March has been a relatively slow month for property testing, with 3 works appearing online. (If you notice we missed some, please leave a comment pointing it out)

**Edge correlations in random regular hypergraphs and applications to subgraph testing**, by Alberto Espuny Díaz, Felix Joos, Daniela Kühn, and Deryk Osthus (arXiv). While testing subgraph-freness in the dense graph model is now well-understood, after a series of works culminating in a complete characterization of the testing problems which admit constant-query testers, the corresponding question for hypergraphs is far from resolved. In this paper, the authors develop new techniques for the study of study of random regular hypergraphs, which imply new testing results for subhypergraph-freeness testing, improving on the state-of-the-art for some parameter regimes (e.g., when the input graph satisfies some average-degree condition).

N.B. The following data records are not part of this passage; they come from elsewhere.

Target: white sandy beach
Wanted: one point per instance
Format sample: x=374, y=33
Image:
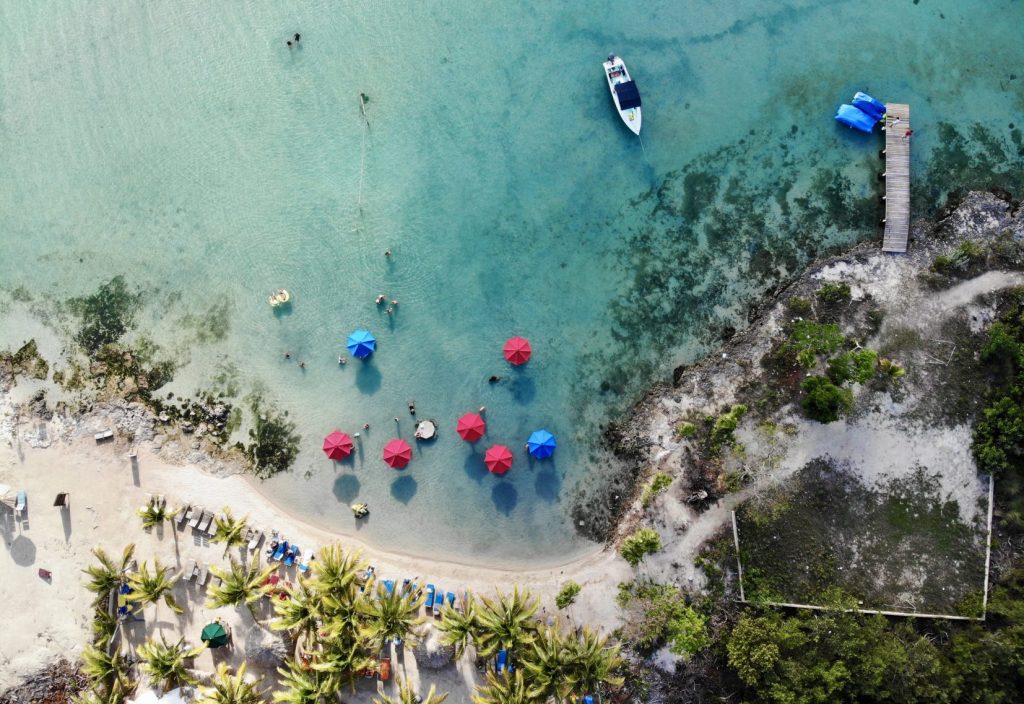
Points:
x=48, y=620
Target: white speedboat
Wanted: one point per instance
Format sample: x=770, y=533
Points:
x=624, y=92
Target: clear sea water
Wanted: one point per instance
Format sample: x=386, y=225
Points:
x=184, y=145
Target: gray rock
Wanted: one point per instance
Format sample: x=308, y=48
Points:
x=980, y=215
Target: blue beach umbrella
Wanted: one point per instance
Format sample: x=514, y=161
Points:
x=361, y=344
x=542, y=444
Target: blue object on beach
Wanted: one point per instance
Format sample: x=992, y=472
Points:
x=855, y=118
x=865, y=103
x=542, y=444
x=361, y=344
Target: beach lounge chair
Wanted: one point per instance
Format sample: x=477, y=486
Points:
x=205, y=522
x=211, y=529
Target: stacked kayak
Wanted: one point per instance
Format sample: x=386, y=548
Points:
x=863, y=114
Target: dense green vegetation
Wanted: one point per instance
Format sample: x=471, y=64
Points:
x=655, y=615
x=998, y=438
x=823, y=401
x=273, y=442
x=642, y=542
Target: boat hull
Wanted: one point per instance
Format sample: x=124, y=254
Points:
x=632, y=117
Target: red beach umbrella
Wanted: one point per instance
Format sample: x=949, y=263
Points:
x=471, y=427
x=517, y=350
x=498, y=458
x=337, y=445
x=397, y=453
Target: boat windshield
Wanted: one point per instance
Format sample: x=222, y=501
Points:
x=629, y=95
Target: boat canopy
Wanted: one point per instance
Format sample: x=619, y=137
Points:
x=629, y=96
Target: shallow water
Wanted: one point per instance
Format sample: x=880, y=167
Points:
x=184, y=145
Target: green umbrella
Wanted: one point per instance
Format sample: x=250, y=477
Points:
x=214, y=634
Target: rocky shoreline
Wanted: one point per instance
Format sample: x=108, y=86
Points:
x=648, y=439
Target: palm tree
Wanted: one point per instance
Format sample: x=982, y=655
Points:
x=335, y=569
x=343, y=614
x=154, y=514
x=459, y=627
x=391, y=616
x=148, y=588
x=230, y=530
x=165, y=663
x=105, y=670
x=506, y=622
x=547, y=664
x=103, y=625
x=303, y=687
x=240, y=584
x=301, y=613
x=341, y=662
x=592, y=662
x=108, y=575
x=407, y=695
x=230, y=690
x=505, y=689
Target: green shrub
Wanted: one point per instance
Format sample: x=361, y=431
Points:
x=891, y=368
x=685, y=430
x=657, y=486
x=642, y=542
x=800, y=306
x=857, y=365
x=809, y=339
x=567, y=595
x=274, y=444
x=725, y=426
x=963, y=256
x=657, y=614
x=823, y=401
x=834, y=293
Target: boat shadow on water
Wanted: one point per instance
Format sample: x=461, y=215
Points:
x=404, y=488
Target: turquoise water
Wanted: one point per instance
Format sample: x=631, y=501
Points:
x=183, y=145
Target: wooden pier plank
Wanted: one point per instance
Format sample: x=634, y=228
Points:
x=897, y=228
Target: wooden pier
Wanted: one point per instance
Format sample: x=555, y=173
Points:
x=897, y=177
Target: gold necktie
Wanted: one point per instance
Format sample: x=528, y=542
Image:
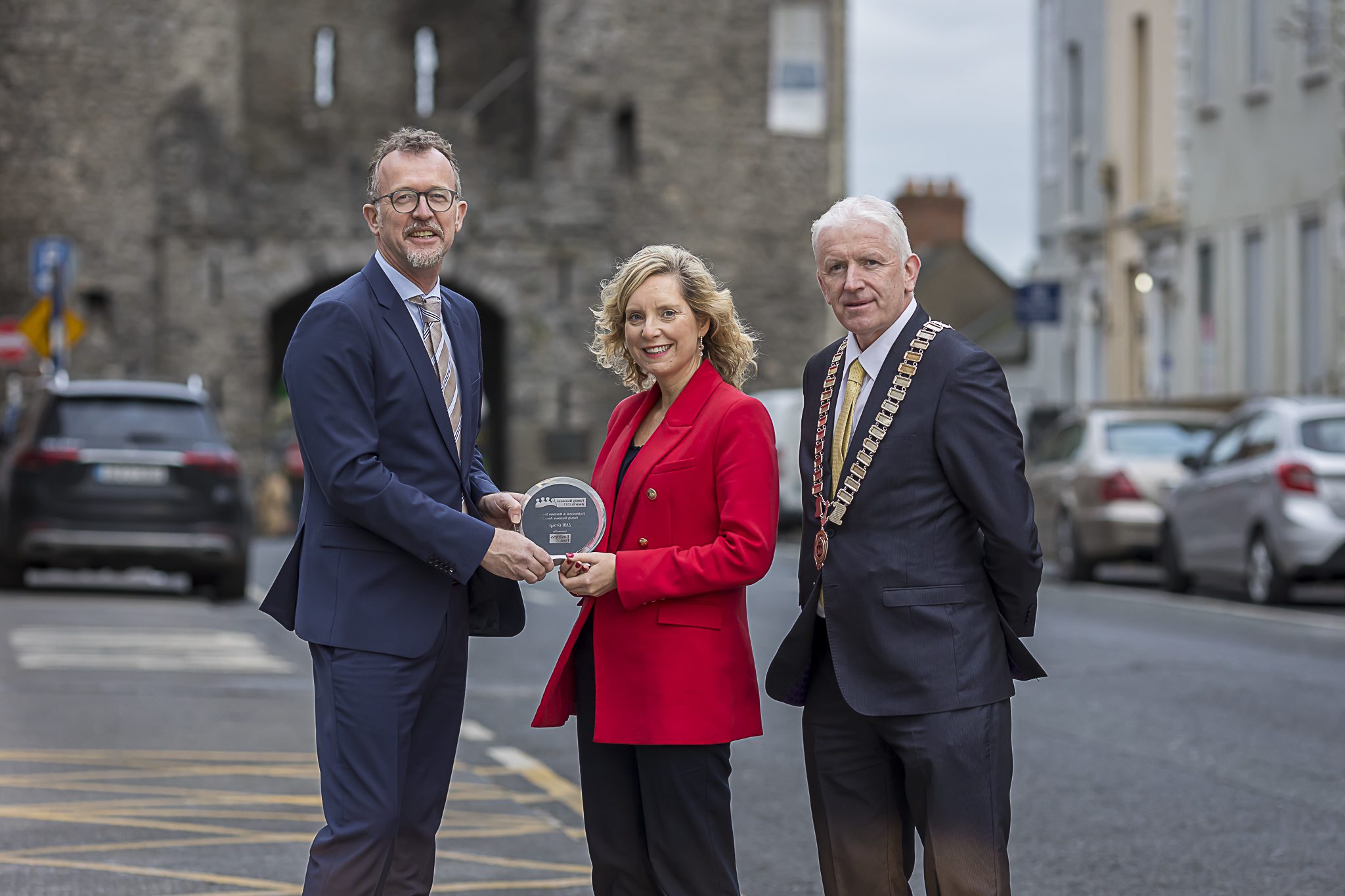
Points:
x=841, y=435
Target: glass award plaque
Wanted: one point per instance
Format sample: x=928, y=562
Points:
x=564, y=515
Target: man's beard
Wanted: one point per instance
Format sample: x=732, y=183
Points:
x=426, y=257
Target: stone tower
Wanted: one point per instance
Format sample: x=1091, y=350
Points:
x=208, y=159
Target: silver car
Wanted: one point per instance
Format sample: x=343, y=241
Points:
x=1099, y=479
x=1266, y=503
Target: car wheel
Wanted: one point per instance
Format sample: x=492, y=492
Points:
x=222, y=587
x=1174, y=578
x=11, y=575
x=1074, y=565
x=1265, y=581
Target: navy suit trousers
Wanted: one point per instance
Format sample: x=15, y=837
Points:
x=386, y=738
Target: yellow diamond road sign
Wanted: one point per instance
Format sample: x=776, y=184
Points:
x=35, y=327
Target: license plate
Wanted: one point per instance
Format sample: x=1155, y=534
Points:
x=129, y=475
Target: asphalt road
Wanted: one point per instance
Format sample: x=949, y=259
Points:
x=155, y=744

Back from hypergraphs to graphs, we also have:

**The Subgraph Testing Model**, by Oded Goldreich and Dana Ron (ECCC). Here, the authors introduce a new model for property testing of graphs, where the goal is to test if an unknown *subgraph* \(F\) of an explicitly given graph \(G=(V,E)\) satisfies the desired property. The testing algorithm is provided access to \(F\) via membership queries, i.e., through query access to the indicator function \(\mathbf{1}_F\colon E \to \{0,1\}\). (In some *very* hazy sense, this is reminiscent of the active learning or testing frameworks, where one gets more or less free access to unlabeled data but pays to see their label.) As a sample of the results obtained, the paper establishes that this new model and the bounded-degree graph model are incomparable: there exist properties easier to test in one model than the other, and vice-versa — and some properties equally easy to test in both.

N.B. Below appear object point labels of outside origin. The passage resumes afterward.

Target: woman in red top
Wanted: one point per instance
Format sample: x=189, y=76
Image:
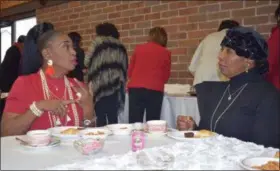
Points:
x=273, y=75
x=148, y=71
x=47, y=98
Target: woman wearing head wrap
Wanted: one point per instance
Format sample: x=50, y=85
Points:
x=247, y=107
x=273, y=42
x=45, y=97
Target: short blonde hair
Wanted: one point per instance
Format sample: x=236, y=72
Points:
x=158, y=35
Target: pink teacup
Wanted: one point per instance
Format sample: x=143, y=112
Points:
x=157, y=126
x=38, y=137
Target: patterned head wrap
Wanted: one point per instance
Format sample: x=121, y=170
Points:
x=249, y=44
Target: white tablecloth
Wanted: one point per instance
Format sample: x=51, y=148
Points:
x=172, y=106
x=213, y=153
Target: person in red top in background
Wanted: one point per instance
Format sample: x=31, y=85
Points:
x=47, y=98
x=148, y=71
x=273, y=75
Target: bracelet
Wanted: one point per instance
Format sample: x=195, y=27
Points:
x=37, y=112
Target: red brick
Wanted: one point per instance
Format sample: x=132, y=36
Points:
x=144, y=24
x=181, y=66
x=127, y=26
x=173, y=74
x=96, y=11
x=141, y=39
x=144, y=10
x=153, y=16
x=196, y=3
x=231, y=5
x=176, y=5
x=128, y=13
x=128, y=40
x=112, y=3
x=174, y=59
x=121, y=20
x=85, y=14
x=188, y=11
x=172, y=43
x=176, y=36
x=197, y=18
x=124, y=33
x=159, y=8
x=114, y=15
x=171, y=29
x=136, y=32
x=184, y=74
x=135, y=4
x=266, y=10
x=74, y=16
x=161, y=22
x=176, y=20
x=209, y=25
x=256, y=20
x=109, y=9
x=184, y=59
x=265, y=28
x=189, y=43
x=79, y=9
x=167, y=14
x=101, y=4
x=188, y=27
x=152, y=3
x=209, y=8
x=63, y=18
x=74, y=4
x=219, y=15
x=256, y=3
x=89, y=7
x=243, y=12
x=137, y=18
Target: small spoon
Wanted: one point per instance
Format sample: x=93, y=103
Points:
x=25, y=142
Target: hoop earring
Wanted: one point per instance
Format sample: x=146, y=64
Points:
x=50, y=70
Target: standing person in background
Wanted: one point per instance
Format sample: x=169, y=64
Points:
x=204, y=64
x=79, y=70
x=273, y=42
x=9, y=69
x=107, y=64
x=149, y=70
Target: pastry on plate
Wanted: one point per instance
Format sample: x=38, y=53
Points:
x=204, y=133
x=70, y=131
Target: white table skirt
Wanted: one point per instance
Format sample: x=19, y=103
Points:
x=220, y=153
x=172, y=106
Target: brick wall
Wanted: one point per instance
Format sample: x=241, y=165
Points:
x=187, y=22
x=10, y=3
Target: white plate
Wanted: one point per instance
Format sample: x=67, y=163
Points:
x=56, y=131
x=248, y=163
x=116, y=129
x=169, y=130
x=179, y=135
x=54, y=142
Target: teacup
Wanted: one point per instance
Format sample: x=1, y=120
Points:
x=157, y=126
x=38, y=137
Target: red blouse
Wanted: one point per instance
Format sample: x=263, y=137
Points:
x=149, y=67
x=27, y=89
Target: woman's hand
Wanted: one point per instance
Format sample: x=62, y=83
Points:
x=58, y=107
x=185, y=123
x=85, y=99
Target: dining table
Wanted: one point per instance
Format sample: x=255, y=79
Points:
x=161, y=152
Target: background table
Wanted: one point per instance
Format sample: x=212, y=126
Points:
x=172, y=106
x=220, y=153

And finally, to drive home the point that “models matter a lot,” we have our third paper:

**Every set in P is strongly testable under a suitable encoding**, by Irit Dinur, Oded Goldreich, and Tom Gur (ECCC). It is known that the choice of representation of the objects has a large impact in property testing: for instance, the complexity of testing a given property can change drastically between the dense and bounded-degree graph models. This work provides another example of such a strong dependence on the representation: while membership to some sets in \(P\) is known to be hard to test, the authors here prove that, for every set \(S\in P\), there exists a (polynomial-time, invertible) encoding \(E_S\colon \{0,1\}^\ast\to \{0,1\}^\ast\) such that testing membership to \(S\) under this encoding is easy. (They actually show even stronger a statement: namely, that under this encoding the set admits a “proximity-oblivious tester,” that is a constant-query testing algorithm which rejects with probability function of the distance to \(S\).)

Finally, on a non-property testing note: Edith Cohen, Vitaly Feldman, Omer Reingold, and Ronitt Rubinfeld recently wrote a pledge for inclusiveness in the TCS community, available here: https://www.gopetition.com/petitions/a-pledge-for-inclusiveness-in-toc.html

If you haven’t seen it already, we encourage you to read it.

**Update:** Fixed a mistake in the overview of the second paper; as pointed out by Oded in the comments, the main comparison was between the new model and the bounded-degree graph model, not the dense graph one.

Oded GoldreichThere is a typo in Clement’s review. Although the paper “The subgraph testing model” does contain a remark about the relation to the dense model (which may be viewed as the case that the base graph is the complete graph), the focus is on the relation of the new model to the bounded-degree graph model.

Clement CanonnePost authorThanks for the comment! (And my apologies for the mistake…) I have fixed it; that’ll teach me the importance of getting enough sleep.